IMG Bild: Gegen das Gesetz wurde vor dem Brandenburger Tor protestiert – ein wenig hat es gebracht
Berlin epd | Nach anhaltender Kritik am Bundesteilhabegesetz hat sich die
große Koalition kurz vor der geplanten Verabschiedung der Reform der
Behindertenhilfe auf Änderungen verständigt. Wie Bundestagsabgeordnete von
Union und SPD am Montag in Berlin mitteilten, werde im Gesetz nochmals
klargestellt, dass der Zugang zur bisherigen Eingliederungshilfe nicht
eingeschränkt wird. Verbände hatten befürchtet, dass wegen einer neuen
Kriterienregelung beispielsweise Blinde, Hörgeschädigte und psychisch
kranke Menschen aus dem System herausfallen könnten.
Die zunächst geplante Regelung soll nun erst wissenschaftlich evaluiert und
in den Bundesländern erprobt werden.
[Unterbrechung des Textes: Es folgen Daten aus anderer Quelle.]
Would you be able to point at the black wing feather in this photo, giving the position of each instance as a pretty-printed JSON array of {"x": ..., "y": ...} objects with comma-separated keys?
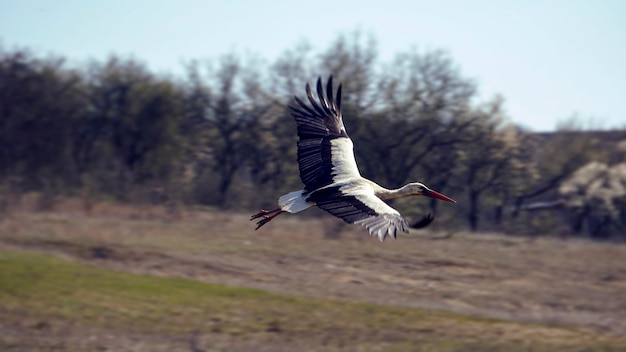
[{"x": 318, "y": 124}]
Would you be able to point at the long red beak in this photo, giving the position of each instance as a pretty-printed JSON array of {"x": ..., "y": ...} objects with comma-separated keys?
[{"x": 433, "y": 194}]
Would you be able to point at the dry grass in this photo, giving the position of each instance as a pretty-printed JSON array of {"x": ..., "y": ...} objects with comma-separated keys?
[{"x": 576, "y": 284}]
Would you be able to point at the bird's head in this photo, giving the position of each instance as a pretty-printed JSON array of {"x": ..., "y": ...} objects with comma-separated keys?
[{"x": 419, "y": 189}]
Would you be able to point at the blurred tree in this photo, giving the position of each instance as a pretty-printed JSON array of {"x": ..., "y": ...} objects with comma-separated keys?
[
  {"x": 40, "y": 103},
  {"x": 138, "y": 119}
]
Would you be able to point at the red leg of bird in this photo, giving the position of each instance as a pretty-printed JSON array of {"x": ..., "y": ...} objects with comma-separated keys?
[{"x": 266, "y": 215}]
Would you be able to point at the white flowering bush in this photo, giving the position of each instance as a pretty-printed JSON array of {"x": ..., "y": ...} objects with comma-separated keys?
[{"x": 596, "y": 193}]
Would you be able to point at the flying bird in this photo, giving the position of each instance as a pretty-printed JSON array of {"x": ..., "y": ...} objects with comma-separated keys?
[{"x": 331, "y": 178}]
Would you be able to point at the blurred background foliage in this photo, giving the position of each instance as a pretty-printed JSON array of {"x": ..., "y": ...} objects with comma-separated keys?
[{"x": 221, "y": 136}]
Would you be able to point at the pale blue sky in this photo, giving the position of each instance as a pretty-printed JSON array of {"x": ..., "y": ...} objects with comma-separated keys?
[{"x": 549, "y": 59}]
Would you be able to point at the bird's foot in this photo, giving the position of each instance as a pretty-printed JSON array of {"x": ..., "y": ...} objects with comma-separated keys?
[
  {"x": 266, "y": 215},
  {"x": 263, "y": 213}
]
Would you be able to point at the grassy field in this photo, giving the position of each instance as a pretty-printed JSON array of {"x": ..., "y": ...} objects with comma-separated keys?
[{"x": 128, "y": 279}]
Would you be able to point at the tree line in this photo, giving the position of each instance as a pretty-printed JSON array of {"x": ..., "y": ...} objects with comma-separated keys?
[{"x": 221, "y": 135}]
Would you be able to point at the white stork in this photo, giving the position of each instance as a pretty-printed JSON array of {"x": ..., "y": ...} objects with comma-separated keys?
[{"x": 331, "y": 177}]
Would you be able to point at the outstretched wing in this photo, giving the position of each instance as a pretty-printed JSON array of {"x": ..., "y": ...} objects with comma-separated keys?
[
  {"x": 325, "y": 152},
  {"x": 356, "y": 203}
]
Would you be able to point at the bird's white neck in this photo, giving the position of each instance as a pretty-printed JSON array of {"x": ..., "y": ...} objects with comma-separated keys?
[{"x": 384, "y": 193}]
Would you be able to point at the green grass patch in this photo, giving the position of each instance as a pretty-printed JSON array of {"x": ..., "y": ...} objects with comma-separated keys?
[{"x": 52, "y": 288}]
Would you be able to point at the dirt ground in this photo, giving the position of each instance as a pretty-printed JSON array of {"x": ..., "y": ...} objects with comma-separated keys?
[{"x": 540, "y": 280}]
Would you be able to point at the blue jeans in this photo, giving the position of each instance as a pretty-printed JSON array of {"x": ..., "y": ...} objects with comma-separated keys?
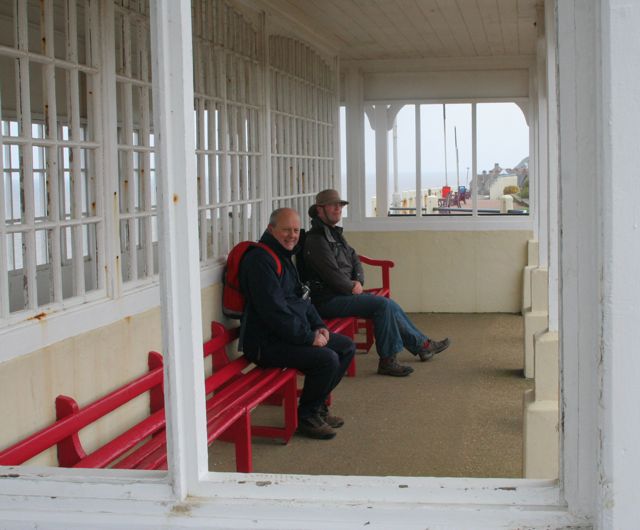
[
  {"x": 323, "y": 367},
  {"x": 393, "y": 329}
]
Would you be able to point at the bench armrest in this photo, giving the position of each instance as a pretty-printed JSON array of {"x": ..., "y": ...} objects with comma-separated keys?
[{"x": 384, "y": 265}]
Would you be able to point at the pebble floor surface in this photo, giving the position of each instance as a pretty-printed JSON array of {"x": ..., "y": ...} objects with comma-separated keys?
[{"x": 458, "y": 415}]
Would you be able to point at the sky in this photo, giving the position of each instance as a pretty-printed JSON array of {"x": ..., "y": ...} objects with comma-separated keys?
[{"x": 503, "y": 137}]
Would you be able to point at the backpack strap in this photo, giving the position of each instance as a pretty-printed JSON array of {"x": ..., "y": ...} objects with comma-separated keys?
[{"x": 273, "y": 255}]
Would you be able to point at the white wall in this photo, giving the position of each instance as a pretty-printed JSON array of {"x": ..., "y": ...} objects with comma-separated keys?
[{"x": 447, "y": 271}]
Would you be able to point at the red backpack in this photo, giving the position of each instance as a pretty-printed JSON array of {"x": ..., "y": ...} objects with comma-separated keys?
[{"x": 233, "y": 301}]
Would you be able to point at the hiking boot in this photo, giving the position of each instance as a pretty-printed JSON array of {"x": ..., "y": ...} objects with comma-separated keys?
[
  {"x": 315, "y": 427},
  {"x": 389, "y": 366},
  {"x": 431, "y": 347},
  {"x": 333, "y": 421}
]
Auf Grundlage dieser Daten werde dann
eine neue Regelung geschaffen, hieß es. Die könnte allerdings erst 2023
inkraft treten. Auf weitere Verbesserungen verständigten sich die
Fachpolitiker den Angaben zufolge unter anderem im Bereich Pflege und
Bildung. Zudem wurde der individuelle Wunsch der Betroffenen beim Wohnen
und bei der Assistenz nochmals gestärkt, hieß es.
Kritik kam von der Opposition. Es sei nur „an den schlimmsten Stellen
notdürftig geflickt“ worden, erklärte die Grünen-Abgeordnete Corinna
Rüffer. Der angekündigte Ausstieg aus dem bestehenden Fürsorgesystem sei
der Koalition nicht gelungen.
Die Vorsitzende der Bundesvereinigung Lebenshilfe, Ulla Schmidt (SPD), lobt
die Modifikationen des geplanten Bundesteilhabegesetzes, auf die sich Union
und SPD verständigt haben. „Jetzt gibt es Änderungen, die ein
entscheidender Schritt nach vorne sind“, sagte die Vizepräsidentin des
Bundestages den Zeitungen der Funke Mediengruppe (Dienstagsausgaben).
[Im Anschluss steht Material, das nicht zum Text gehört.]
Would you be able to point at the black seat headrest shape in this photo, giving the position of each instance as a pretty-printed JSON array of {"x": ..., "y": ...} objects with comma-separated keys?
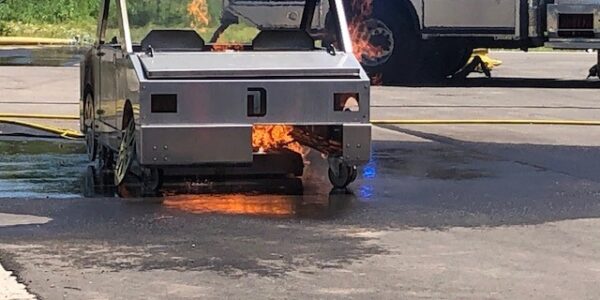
[
  {"x": 283, "y": 40},
  {"x": 172, "y": 39}
]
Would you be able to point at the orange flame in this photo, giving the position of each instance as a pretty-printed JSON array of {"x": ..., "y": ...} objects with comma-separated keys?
[
  {"x": 377, "y": 79},
  {"x": 199, "y": 10},
  {"x": 359, "y": 31},
  {"x": 272, "y": 137}
]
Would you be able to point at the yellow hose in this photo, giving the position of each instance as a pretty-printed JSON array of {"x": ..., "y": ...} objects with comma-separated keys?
[
  {"x": 486, "y": 122},
  {"x": 28, "y": 41},
  {"x": 39, "y": 116},
  {"x": 65, "y": 133}
]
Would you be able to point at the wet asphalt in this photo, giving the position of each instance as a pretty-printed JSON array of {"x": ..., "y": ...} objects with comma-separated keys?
[{"x": 440, "y": 212}]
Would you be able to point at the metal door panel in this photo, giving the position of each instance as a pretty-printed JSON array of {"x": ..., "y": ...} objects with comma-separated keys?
[{"x": 108, "y": 87}]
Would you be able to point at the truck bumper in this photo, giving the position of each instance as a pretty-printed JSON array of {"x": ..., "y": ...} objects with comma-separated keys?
[{"x": 574, "y": 24}]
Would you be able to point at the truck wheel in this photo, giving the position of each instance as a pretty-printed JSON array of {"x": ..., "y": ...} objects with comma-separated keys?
[
  {"x": 90, "y": 131},
  {"x": 393, "y": 32}
]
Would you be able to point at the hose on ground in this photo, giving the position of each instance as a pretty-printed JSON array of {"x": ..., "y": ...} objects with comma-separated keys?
[
  {"x": 75, "y": 134},
  {"x": 64, "y": 133},
  {"x": 33, "y": 41},
  {"x": 486, "y": 122}
]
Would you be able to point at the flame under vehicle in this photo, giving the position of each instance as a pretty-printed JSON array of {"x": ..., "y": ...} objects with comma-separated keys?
[{"x": 174, "y": 103}]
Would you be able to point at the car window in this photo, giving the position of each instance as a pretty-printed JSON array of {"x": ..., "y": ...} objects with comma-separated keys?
[
  {"x": 112, "y": 34},
  {"x": 230, "y": 24}
]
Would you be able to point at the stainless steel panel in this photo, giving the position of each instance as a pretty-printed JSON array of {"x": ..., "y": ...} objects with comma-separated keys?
[
  {"x": 357, "y": 142},
  {"x": 292, "y": 101},
  {"x": 470, "y": 13},
  {"x": 249, "y": 64},
  {"x": 195, "y": 144}
]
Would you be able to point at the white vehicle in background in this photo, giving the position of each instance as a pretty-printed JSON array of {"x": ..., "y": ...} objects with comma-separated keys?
[{"x": 430, "y": 39}]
„Viele unserer Forderungen sind eingeflossen.“
Schmidt verwies darauf, dass zum Beispiel Menschen mit Behinderung, die in
einer Werkstatt arbeiten, in Zukunft mehr Geld bekommen sollen.
„Hunderttausende Menschen haben für ein besseres Bundesteilhabegesetz
gekämpft, haben Unterschriften gesammelt, sind auf die Straße gegangen“,
sagte die ehemalige Bundesgesundheitsministerin. „Die Basis hat etwas
bewegt.“
Ziel des Bundesteilhabegesetzes aus dem Haus von Bundesarbeitsministerin
Andrea Nahles (SPD) ist es, die Selbstbestimmung von Menschen mit
Behinderungen zu stärken. Die Reform sieht unter anderem vor, dass
Behinderte mehr Geld sparen und mehr von ihrem Einkommen behalten können.
Zudem soll der Wechsel von Behindertenwerkstätten in den normalen
Arbeitsmarkt erleichtert werden, indem Arbeitgeber Zuschüsse beantragen
können.
Derzeit beziehen rund 700.000 Menschen Eingliederungshilfe, wofür Länder
und Kommunen pro Jahr rund 17 Milliarden Euro ausgeben. Die Reform führt
nach Schätzungen des Bundesarbeitsministeriums zu zusätzlichen jährlichen
Ausgaben von rund 700 Millionen Euro im Jahr. Das Gesetz soll am Donnerstag
abschließend im Bundestag beraten werden.